Many of you have probably noticed the assortment of farm equipment moving up and down the highways. Some may have even become irritated at having to wait as a farmer tries to get his gigantic harvesting machine across a major highway in Victoria County.
I usually smile and wave to the farmer and try to allow them the time and room to maneuver their equipment. I know how difficult it is to be a farmer in today’s modern world where only 2% of Americans are farmers and most don’t understand how basic production agriculture contributes to a local economy. As long as there is plenty of food available at the local grocery store, no one seems to care.
In case you ever wondered about agriculture in Victoria County, most of the cropland in Victoria County is located south of U.S. 59 to the Calhoun County border. Victoria County has about 73,000 acres in crop production. These acres are broken down as; rice (2,000), corn (37,000), sorghum (17,000), cotton (15,000) and soybeans (2,000).

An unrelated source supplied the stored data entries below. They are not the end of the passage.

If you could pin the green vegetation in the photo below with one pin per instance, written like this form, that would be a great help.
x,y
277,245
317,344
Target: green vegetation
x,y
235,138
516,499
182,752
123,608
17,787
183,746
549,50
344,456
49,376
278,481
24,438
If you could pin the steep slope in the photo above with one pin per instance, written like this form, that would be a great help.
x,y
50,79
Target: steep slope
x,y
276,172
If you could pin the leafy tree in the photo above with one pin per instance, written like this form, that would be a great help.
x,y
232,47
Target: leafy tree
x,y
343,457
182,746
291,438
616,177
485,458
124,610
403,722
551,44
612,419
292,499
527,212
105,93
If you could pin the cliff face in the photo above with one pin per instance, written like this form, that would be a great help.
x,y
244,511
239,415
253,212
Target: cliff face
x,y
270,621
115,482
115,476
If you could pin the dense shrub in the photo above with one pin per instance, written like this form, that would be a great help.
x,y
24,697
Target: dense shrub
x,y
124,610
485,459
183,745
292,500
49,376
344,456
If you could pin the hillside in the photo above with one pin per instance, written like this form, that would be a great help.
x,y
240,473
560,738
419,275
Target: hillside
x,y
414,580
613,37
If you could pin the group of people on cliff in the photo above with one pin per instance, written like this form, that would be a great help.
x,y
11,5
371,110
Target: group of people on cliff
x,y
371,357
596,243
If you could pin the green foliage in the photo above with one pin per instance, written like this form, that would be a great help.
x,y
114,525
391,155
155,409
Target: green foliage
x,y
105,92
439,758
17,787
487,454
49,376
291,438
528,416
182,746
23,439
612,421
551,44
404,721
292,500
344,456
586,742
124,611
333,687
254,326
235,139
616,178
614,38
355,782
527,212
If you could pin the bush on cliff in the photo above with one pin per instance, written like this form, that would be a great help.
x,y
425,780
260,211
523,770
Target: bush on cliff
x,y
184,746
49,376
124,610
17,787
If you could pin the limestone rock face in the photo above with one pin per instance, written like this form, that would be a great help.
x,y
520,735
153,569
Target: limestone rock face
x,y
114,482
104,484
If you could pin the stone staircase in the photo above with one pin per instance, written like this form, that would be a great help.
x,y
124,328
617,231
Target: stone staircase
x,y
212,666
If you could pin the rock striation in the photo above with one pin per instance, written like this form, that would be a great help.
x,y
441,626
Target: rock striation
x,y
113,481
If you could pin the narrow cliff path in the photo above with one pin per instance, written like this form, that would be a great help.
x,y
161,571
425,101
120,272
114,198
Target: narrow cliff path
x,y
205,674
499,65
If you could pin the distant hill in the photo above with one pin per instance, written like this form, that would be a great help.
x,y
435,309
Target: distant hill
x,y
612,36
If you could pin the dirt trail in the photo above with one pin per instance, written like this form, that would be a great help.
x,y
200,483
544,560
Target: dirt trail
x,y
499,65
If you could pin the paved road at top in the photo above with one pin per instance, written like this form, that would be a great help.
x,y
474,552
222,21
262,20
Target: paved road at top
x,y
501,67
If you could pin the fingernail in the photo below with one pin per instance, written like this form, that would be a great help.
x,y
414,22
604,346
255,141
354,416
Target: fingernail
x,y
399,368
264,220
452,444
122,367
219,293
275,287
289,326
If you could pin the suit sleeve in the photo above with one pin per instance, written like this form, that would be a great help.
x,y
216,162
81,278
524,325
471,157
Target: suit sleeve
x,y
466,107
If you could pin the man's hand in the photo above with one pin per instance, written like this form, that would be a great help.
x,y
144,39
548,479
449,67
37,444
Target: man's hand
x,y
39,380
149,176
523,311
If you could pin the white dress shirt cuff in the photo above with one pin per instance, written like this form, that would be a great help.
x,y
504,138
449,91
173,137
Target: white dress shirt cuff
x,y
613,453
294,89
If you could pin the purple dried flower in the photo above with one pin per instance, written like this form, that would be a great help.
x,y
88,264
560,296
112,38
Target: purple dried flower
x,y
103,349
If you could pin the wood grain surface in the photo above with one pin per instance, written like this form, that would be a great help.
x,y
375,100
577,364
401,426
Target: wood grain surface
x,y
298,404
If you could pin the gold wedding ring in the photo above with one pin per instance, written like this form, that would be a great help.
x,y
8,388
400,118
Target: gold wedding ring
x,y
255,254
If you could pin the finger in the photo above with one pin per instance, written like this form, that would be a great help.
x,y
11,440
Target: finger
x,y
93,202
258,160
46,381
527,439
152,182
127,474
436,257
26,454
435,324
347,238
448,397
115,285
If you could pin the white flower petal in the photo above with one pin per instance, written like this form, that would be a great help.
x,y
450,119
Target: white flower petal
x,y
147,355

When you factor in hay production as a forage crop, you must add another 15,000 acres that are also being harvested or baled in these hot dry conditions. You can’t drive anywhere in the county without seeing fields full of round or square bales as ranchers are baling a very good cutting of hay from the heavy spring rains.
Crop yields thus far have been above average for our county. Corn yields have averaged 100-120 bushels/acre with more to be harvested.
Grain sorghum harvesting is in full swing now with reports of yields averaging 4,500-6,000 pounds/acre.
Most of the cotton was planted later this year due to very wet field conditions during planting window. Therefore, cotton harvest will be prolonged until the end of September.
Hay yields have been good and above average. I have heard reports of ranchers cutting 3-4 tons of forage/acre/cutting. An average round hay bale that is 5 foot by 5 foot in size will weigh between 800 and 1,400 pounds depending on a variety of factors including moisture content, tightness of bale, type of grass, etc. Therefore, it looks like we will have a surplus of hay in the short term.
That is good news considering many ranchers continue to restock heifers after total or partial liquidations during the drought years. Cattle numbers are steadily climbing and are forecast to continue to do so. Demand is high in domestic and world markets as anyone can see by the prices per pound we have to pay for beef at retail stores.
Not to stop the good harvesting talk, but we are getting very dry again. We have had 14.5 inches of rain through this part of July and our average for the year is 42 inches. Farmers and ranchers enjoy dry weather during harvest season so they can get the crops transported to market or into storage. However, at some point, once saturated soils become dry they must see rain again to be productive.
I think we are reaching dry capacity in most areas of the county. Besides, farmers need a break from the harvest. Bring the rain.